Manson, il figlio del diavolo che uccise l'America hippy

Musicista fallito e uno dei più efferati killer d'America La sua setta omicida insanguinò l'estate del 1969

Manson, il figlio del diavolo che uccise l'America hippy

Un altro pezzo tossico del Novecento se ne va. È morto domenica a Bakersfield, dopo una breve agonia per un'emorragia intestinale, Charles Manson, uno dei più grandi criminali del secolo della follia. In due giorni dell'estate del 1969 con una banda di giovani da lui manipolati, mise in fila una tale sequela di orrori ed efferatezze bastevoli per molte vite e per molti ergastoli. Lui ne ha fatto uno, 42 anni di carcere, ma solo perché la condanna a morte che gli era stata comminata fu sbianchettata da un destino beffardo, che provvide ad abolire in California l'esecuzione capitale, facendo di Manson e dei suoi adepti dei morti viventi.

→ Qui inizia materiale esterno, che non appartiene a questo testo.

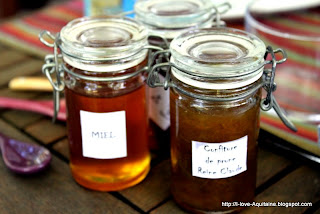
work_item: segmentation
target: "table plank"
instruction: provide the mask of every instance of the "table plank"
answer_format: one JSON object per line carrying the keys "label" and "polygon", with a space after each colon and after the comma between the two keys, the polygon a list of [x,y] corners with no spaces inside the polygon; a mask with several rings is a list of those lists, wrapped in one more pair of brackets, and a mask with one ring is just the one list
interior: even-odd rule
{"label": "table plank", "polygon": [[170,197],[170,161],[153,167],[140,184],[120,191],[120,194],[147,212]]}
{"label": "table plank", "polygon": [[25,131],[45,144],[52,143],[67,135],[65,125],[43,119],[25,128]]}
{"label": "table plank", "polygon": [[187,214],[188,212],[179,209],[173,200],[165,203],[163,206],[153,210],[151,214],[162,214],[162,213],[174,213],[174,214]]}
{"label": "table plank", "polygon": [[[2,120],[0,130],[19,140],[30,140]],[[1,160],[0,177],[2,214],[137,213],[109,193],[89,191],[77,185],[68,164],[55,156],[48,169],[29,176],[12,173]]]}
{"label": "table plank", "polygon": [[43,115],[26,111],[12,110],[5,111],[1,114],[1,117],[14,124],[16,127],[23,129],[35,121],[43,118]]}
{"label": "table plank", "polygon": [[[256,202],[312,202],[320,197],[320,172],[302,166],[259,194]],[[303,213],[309,207],[250,207],[244,213]]]}
{"label": "table plank", "polygon": [[257,183],[259,187],[277,173],[291,165],[291,161],[265,149],[258,151]]}
{"label": "table plank", "polygon": [[67,138],[55,143],[53,145],[52,149],[57,151],[59,154],[61,154],[67,160],[70,160],[69,142],[68,142]]}
{"label": "table plank", "polygon": [[[258,151],[258,170],[257,170],[257,187],[265,183],[268,179],[288,167],[291,162],[283,157],[273,154],[269,151],[259,149]],[[156,208],[151,213],[184,213],[173,200],[168,201],[162,206]]]}

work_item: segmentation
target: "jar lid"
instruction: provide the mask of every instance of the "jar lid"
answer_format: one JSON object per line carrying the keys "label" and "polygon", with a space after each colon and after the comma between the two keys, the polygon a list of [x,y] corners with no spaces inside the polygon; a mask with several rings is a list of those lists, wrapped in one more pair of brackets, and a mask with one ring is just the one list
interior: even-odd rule
{"label": "jar lid", "polygon": [[174,38],[188,28],[211,27],[213,7],[208,0],[138,0],[134,11],[150,35]]}
{"label": "jar lid", "polygon": [[202,88],[232,89],[261,77],[266,46],[241,30],[209,28],[176,37],[170,51],[172,73],[180,81]]}
{"label": "jar lid", "polygon": [[144,57],[138,53],[145,55],[147,50],[143,48],[148,44],[146,29],[139,22],[108,16],[83,17],[69,22],[60,31],[60,41],[64,59],[74,65],[80,61],[126,62],[128,57],[139,58],[141,62]]}

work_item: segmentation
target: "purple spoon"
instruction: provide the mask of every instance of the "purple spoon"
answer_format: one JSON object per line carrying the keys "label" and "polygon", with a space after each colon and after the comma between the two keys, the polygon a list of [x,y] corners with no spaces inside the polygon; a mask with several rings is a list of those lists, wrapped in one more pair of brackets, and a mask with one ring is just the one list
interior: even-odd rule
{"label": "purple spoon", "polygon": [[0,133],[0,148],[5,165],[19,174],[36,173],[49,165],[49,150],[11,139]]}

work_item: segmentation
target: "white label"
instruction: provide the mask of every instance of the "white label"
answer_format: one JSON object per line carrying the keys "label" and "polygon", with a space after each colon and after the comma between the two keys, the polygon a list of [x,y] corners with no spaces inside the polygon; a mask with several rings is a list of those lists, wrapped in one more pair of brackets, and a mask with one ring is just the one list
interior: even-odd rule
{"label": "white label", "polygon": [[125,111],[94,113],[80,110],[82,154],[96,159],[127,156]]}
{"label": "white label", "polygon": [[248,136],[225,143],[192,141],[192,175],[228,178],[247,170]]}
{"label": "white label", "polygon": [[[164,78],[159,76],[163,81]],[[148,88],[148,90],[149,118],[165,131],[170,126],[170,91],[162,87]]]}

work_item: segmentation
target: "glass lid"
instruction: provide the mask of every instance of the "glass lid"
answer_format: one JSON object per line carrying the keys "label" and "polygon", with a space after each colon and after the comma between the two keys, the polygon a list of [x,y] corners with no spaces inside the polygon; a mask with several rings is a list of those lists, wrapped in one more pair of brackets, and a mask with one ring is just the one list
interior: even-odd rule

Una morte banale e una vita delirante, quelle di Manson, nato a Cincinnati, in Ohio, il 12 novembre 1934, e cresciuto senza padre e con una madre sbandata. Una lunga gavetta da criminale da strapazzo, con furti, rapine, aggressioni, fermi e fughe, Poi il salto di qualità con lo studio della negromanzia, dell'esoterismo, lo sviluppo della capacità di condizionare e manipolare le menti di cristallo. Il sogno di diventare un musicista hippy, la passione per i Beatles, i contatti con Dennis Wilson dei Beach Boys che naufragarono nel fallimento e nella paranoia di essere stato tradito da Wilson, che avrebbe rubato e riarrangiato un suo brano. Da qui il rancore trasformatosi in odio verso chi ce l'aveva fatta, a diventare famoso. Manson divenne il burattinaio di un gruppo di giovani deboli e balordi. La chiamava la famiglia, o la famiglia Manson: erano sciacquette dai nomi banali: Mary, Patricia, Susan, Sandra, Leslie. Ragazze carine, cervelli da riempire di idee balzane. Poi si unirono altri. Giravano per gli States liberi e selvaggi dell'epoca a bordo di un pulmino dipinto di nero, stordendosi di sesso e di droghe, ci volle poco perché il gruppo di hippy si trasformasse in una specie di setta governata dagli occhi magnetici e dalle parole subdole di Charles. Che riuscì a dare a quel gruppo di disadattati un obiettivo con una data e un luogo: 9 agosto, Cielo Drive. È, quest'ultimo, un ricco sobborgo di Hollywood dove sorgeva una villa che per Manson era il simbolo di tutto ciò che lo ricacciava nell'anonimato, nell'abiezione. A quell'epoca la dimora era abitata dal regista Roman Polanski e della moglie Sharon Tate, all'ottavo mese di gravidanza. Polanski era lontano, stava girando Rosemary's Baby, e Sharon si era circondata di amici: Abigail Folger, il di lei fidanzato Voityck Frykowski, il parrucchiere Jay Sebring. Non c'era però chi Manson pensava e voleva ci fosse, quel Terry Melcher proprietario della villa, produttore musicale che aveva rifiutato le sue canzoni. Manson mandò i suoi uomini e le sue donne a sterminare tutti: cinque morti accoltellati, anche Sharon Tate, e uno dei carnefici, la Atkins, che scrisse «pig» con il suo sangue per indicare le farneticanti colpe dei morti: maiale in inglese.

La famiglia Manson non si fermò e il giorno dopo i giovani posseduti dai demoni di Charles uccisero anche l'impreditore Leno LaBianca e la moglie Rosemary a colpi di forchetta e forchettone, anche in quel caso fu scritto su un muro: morte ai maiali. E maiale doveva essere anche Gary Hinman, che aveva ospitato e poi sfrattato la «family»: via anche lui. Come morì Donald shea, un membro della setta, colpevole di aver sposato una nera. Fatto a pezzi.

Manson e i suoi furono incastrati dopo lunghi mesi di angoscia, processati e condannati a morte il 29 marzo del 1971.

Poi la commutazione della pena. E la seconda vita di Manson in carcere, ogni tanto una richiesta di libertà vigilata, ogni volta respinta. Manson era l'anima nera dell'America falsamente ingenua. Lui è morto, lei sopravvive.